GlobeSt.com: How will you apply your work with Cresa to your new role at Hughes Marino?
Jeffrey Shepard: My years at Cresa helped me further develop my leadership skills and grow stronger and more knowledgeable in the industry while developing exceptional relationships. A big part of that development was cultivated from the terrific people who put their trust in me, allowing me to be a part of their organization's very important projects.
At Hughes Marino, I will be able to continue this growth and further develop my own leadership abilities, while learning from and working with the exceptional professionals in Hughes Marino's Orange County office.
GlobeSt.com: What are the biggest challenges to developing industrial space in Southern California right now?
Shepard: Overall, the industrial sector has demonstrated significant strengthening over the past 12 months. Today's biggest challenge is centered on a lack of availability of quality industrial land throughout Southern California. Moving forward, industrial users who want to secure high-quality buildings will need to alter their mindset and commence their planning efforts much earlier than ever before to create more options and better negotiating leverage.

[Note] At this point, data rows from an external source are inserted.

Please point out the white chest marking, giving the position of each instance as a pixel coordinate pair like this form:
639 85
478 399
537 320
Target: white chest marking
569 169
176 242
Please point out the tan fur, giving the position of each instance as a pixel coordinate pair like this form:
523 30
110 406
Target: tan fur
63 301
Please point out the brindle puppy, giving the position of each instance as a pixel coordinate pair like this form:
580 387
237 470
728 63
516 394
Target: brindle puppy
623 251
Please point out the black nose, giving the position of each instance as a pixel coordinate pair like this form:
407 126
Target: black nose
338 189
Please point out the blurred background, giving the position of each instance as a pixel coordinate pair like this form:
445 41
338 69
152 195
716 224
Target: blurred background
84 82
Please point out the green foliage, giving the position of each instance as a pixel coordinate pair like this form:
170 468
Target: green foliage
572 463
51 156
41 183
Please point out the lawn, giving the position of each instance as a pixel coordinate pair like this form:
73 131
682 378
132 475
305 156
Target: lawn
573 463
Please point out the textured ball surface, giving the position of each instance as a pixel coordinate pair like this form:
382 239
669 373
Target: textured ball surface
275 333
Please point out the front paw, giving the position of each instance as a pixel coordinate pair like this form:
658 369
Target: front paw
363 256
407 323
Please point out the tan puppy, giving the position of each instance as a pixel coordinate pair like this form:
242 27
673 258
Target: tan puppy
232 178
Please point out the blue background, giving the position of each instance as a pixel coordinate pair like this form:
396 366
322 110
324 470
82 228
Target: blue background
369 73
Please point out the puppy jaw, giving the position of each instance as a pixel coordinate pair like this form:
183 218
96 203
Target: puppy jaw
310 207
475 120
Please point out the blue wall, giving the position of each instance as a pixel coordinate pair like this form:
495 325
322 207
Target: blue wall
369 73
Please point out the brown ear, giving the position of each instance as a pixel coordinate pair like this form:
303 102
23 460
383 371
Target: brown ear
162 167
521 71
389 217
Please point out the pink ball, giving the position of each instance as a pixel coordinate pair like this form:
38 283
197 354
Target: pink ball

GlobeSt.com: How about office development? What's in store for the Orange County office market?
Shepard: Although no new speculative office buildings have been in Orange County for several years, there is new office development on the horizon. The market is approaching a 10% vacancy rate, which has often been seen as the Maginot line, below which new speculative development is triggered. Once that speculative development begins, it will still be two to three years before we see new office space delivered to the market. In the meantime, unemployment rates have dropped while, as noted, the supply of office space has tightened. Despite this, lease rates for quality office space have still remained steady at near historical low levels.
GlobeSt.com: Which current conditions make leasing activity in Orange County a favorable prospect? Which conditions make it a challenge?
Shepard: As noted above, despite a tightening supply of quality office space and the return of more employees to the workforce (which further increases demand for space), office lease rates are near historical low levels. This creates a unique window of opportunity for companies to negotiate or renegotiate their office leases prior to the inevitable rise in rental rates that is forthcoming. In the industrial sector, leasing throughout Southern California will continue to be a challenge due to diminishing supply of quality product, further creating ongoing landlord-favored conditions. This will necessitate tenants/ users to not only start earlier to allow for build-to-suit opportunities to be considered, but also include other non-real estate factors in the negotiation equation with landlords, such as labor, energy, incentives and freight costs.